De SP-fractie verneemt graag op welk moment evaluaties van dit voorstel zijn gepland.

Op grond van artikel 16 van het voorstel zal door de Minister van Infrastructuur en Milieu (hierna: I en M) binnen vijf jaar na de inwerkingtreding van de wet een verslag over de doeltreffendheid en de effecten van de Kaderwet subsidies I en M in de praktijk aan het Parlement worden gezonden.

Het Ministerie van Binnenlandse Zaken en Koninkrijksrelaties (hierna: BZK) heeft al ruime ervaring opgedaan met een departementale wet inzake de verstrekking van subsidies, namelijk met de huidige Wet overige BZK-subsidies en daarvóór de Wet overige BiZa-subsidies. Een afzonderlijke evaluatieverplichting voor de gewijzigde Wet overige BZK-subsidies wordt dan ook niet nodig geacht. Uiteraard geldt wel artikel 4:24 van de Algemene wet bestuursrecht waaruit volgt dat subsidies die op een wettelijk voorschrift berusten ten minste eenmaal in de vijf jaren moeten worden geëvalueerd.

1. Aanleiding

De leden van de SP-fractie vragen, nu de datum van inwerkingtreding is verstreken, wat de nieuwe datum van inwerkingtreding zal worden.

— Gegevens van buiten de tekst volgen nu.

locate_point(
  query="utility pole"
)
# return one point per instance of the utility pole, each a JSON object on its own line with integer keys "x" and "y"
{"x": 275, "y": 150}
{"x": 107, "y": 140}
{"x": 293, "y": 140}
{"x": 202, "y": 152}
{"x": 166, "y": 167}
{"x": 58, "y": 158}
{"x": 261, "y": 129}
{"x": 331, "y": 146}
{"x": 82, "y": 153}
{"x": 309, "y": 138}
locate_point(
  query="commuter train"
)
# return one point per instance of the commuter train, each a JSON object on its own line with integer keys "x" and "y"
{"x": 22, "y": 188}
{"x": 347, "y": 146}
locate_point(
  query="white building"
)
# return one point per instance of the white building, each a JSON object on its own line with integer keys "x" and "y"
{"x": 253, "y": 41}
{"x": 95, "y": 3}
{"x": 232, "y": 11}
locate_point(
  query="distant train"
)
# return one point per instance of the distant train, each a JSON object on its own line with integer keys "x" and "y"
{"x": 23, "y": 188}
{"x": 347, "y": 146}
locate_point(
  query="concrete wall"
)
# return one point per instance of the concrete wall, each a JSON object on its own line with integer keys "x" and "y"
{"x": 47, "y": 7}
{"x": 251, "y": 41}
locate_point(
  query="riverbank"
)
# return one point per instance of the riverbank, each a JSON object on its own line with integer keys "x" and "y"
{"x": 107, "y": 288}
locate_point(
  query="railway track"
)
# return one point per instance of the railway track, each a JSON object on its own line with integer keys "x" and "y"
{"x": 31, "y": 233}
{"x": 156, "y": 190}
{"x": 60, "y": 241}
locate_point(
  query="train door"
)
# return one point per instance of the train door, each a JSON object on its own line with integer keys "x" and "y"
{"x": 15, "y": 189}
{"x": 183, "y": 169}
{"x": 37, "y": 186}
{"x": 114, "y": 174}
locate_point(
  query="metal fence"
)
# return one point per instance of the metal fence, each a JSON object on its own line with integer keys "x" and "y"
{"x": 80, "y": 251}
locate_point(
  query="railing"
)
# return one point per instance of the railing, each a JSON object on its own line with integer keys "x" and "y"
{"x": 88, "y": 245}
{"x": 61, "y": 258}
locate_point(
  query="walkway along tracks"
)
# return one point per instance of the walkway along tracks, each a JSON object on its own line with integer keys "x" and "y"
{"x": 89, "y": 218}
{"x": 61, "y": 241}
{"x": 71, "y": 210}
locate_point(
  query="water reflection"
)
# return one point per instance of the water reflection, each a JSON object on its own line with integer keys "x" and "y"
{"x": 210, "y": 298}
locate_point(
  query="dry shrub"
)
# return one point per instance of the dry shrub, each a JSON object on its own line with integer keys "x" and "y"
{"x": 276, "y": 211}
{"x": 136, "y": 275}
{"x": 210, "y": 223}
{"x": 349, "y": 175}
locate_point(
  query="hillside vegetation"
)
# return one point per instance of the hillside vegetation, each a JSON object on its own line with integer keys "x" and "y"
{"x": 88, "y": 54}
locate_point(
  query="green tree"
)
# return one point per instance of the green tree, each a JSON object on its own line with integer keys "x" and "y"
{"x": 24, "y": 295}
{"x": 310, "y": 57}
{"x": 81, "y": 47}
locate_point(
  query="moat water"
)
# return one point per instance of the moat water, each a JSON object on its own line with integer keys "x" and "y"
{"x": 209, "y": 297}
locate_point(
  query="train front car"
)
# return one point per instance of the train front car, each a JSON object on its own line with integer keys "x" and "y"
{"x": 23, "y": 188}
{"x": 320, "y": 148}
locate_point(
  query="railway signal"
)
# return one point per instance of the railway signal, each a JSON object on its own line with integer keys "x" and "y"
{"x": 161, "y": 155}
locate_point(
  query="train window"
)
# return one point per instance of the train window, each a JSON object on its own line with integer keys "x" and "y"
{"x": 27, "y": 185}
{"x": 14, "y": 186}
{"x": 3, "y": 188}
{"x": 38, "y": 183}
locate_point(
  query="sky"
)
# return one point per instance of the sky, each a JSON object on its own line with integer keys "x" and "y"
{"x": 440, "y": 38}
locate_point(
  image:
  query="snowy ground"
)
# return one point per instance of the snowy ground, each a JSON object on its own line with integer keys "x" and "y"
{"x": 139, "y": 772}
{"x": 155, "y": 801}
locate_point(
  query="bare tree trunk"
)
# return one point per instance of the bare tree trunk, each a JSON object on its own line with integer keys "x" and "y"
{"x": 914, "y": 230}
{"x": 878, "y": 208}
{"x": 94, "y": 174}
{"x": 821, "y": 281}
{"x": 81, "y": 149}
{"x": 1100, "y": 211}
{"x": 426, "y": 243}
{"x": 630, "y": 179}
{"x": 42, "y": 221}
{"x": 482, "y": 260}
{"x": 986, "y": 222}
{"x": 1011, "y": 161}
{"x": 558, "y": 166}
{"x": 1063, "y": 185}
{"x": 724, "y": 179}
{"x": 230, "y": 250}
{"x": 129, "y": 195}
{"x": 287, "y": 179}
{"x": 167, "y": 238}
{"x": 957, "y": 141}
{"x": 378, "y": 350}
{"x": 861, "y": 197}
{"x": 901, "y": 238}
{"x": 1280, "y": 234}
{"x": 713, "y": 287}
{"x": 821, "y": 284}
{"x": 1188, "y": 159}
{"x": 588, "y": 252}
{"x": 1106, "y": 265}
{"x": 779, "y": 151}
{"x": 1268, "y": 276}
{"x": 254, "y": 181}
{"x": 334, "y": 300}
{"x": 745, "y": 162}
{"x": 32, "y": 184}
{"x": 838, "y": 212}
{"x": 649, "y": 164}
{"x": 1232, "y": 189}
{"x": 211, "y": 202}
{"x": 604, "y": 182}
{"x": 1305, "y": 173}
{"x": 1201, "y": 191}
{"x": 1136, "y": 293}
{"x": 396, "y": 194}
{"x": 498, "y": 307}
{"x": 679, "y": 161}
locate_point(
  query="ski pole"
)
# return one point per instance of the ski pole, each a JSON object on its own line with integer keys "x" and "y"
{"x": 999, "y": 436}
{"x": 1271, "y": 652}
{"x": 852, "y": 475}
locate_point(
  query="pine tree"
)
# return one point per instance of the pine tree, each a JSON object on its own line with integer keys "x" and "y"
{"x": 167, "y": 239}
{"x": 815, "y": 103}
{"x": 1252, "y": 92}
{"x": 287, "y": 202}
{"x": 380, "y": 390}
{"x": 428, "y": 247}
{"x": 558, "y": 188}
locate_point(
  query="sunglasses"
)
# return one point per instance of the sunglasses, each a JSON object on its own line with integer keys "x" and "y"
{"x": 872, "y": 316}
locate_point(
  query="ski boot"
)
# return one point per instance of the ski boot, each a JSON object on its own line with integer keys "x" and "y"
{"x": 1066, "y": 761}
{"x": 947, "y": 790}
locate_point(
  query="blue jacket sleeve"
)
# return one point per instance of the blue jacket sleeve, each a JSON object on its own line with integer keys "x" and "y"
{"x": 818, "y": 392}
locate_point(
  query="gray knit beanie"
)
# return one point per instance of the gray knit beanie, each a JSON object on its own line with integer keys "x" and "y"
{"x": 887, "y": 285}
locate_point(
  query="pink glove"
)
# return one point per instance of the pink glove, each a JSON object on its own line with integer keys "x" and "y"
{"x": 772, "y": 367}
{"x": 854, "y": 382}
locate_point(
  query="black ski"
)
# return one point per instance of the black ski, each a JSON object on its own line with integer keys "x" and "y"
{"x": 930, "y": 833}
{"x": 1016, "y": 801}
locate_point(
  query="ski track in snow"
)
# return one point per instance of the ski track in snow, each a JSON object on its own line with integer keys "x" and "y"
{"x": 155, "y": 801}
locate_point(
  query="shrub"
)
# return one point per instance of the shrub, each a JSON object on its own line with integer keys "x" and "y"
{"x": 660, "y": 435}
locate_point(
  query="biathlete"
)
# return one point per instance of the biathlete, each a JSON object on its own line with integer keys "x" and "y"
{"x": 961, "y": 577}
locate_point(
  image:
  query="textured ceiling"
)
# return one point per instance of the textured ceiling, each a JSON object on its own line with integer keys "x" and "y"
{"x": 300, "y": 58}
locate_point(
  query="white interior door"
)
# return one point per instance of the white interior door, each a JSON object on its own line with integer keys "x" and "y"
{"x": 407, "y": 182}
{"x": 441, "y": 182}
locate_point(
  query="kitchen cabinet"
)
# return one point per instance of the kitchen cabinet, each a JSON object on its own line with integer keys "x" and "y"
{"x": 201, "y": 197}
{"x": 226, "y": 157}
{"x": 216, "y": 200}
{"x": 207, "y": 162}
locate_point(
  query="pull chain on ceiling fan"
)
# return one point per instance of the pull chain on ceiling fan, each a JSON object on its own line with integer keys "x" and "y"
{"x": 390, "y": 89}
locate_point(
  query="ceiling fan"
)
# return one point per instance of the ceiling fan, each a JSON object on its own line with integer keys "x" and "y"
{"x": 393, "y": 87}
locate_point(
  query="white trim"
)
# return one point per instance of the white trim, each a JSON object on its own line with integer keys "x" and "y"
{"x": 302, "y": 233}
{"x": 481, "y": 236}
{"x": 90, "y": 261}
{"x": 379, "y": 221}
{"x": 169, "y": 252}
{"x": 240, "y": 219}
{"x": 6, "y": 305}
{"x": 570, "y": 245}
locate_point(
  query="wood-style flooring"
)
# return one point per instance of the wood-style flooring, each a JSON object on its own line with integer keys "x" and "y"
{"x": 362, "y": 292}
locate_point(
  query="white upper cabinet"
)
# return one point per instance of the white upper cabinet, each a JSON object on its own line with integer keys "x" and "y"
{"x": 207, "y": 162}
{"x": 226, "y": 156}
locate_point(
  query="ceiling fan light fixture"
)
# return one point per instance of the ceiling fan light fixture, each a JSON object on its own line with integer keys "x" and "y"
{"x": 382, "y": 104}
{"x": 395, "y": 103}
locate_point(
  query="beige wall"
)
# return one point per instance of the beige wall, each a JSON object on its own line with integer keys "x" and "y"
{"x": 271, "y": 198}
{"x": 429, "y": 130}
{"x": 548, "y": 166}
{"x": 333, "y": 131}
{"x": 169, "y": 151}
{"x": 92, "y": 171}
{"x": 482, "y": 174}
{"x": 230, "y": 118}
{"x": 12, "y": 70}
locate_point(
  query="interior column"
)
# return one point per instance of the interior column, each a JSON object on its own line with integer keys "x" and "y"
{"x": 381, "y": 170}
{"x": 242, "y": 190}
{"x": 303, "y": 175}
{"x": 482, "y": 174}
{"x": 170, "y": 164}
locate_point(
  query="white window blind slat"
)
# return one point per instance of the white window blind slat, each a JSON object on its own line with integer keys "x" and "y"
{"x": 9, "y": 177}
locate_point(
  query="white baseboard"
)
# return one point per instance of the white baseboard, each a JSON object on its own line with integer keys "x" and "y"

Het voorstel treedt op een bij koninklijk besluit te bepalen tijdstip in werking (zie het voorgestelde artikel 17). Met een derde nota van wijziging bij het voorstel wordt voorgesteld om de inwerkingtredingsbepaling zodanig aan te passen dat de artikelen van het wetsvoorstel op verschillende tijdstippen in werking kunnen treden. Daardoor wordt het mogelijk dat de betrokken ministeries zelf bepalen op welk tijdstip zij de voor hen relevante delen van het wetsvoorstel in werking laten treden. De betrokken ministeries streven er naar om de voor hen relevante delen van het voorstel zo spoedig mogelijk in werking te laten treden.

De SP-fractie verzoekt nadrukkelijk om het vaststellen van uitvoeringsbepalingen in een algemene maatregel van bestuur (AMvB) subsidies I&M voor te leggen aan de leden van de Tweede Kamer. De leden van de fractie van de SP verwachten behoefte te hebben te reageren naar aanleiding van de voorstellen welke gedaan zullen worden over bijvoorbeeld het aangescherpte beleid ten aanzien van misbruik en oneigenlijk gebruik van subsidies.

Het voorstel beoogt een kaderwet inzake subsidies voor I en M vast te stellen. Het voorstel voor een kaderwet voor I en M sluit zoveel mogelijk aan bij de reeds bestaande kaderwet inzake subsidies van voormalig Verkeer en Waterstaat (V en W). In die kaderwet van V en W en ook in de kaderwetten inzake subsidieverstrekking van andere departementen (bijvoorbeeld van BZK, voormalig EZ en voormalig LNV) is niet voorgeschreven dat een ontwerp van een AMvB, gebaseerd op die wetten, wordt voorgelegd aan het parlement.

Naar mijn oordeel is er ook in dit geval geen reden een dergelijke procedure op te nemen, gelet ook op het uitgangspunt dat in de wet geen formele betrokkenheid van het parlement bij gedelegeerde regelgeving wordt geregeld (aanwijzing 35 van de Aanwijzingen voor de regelgeving).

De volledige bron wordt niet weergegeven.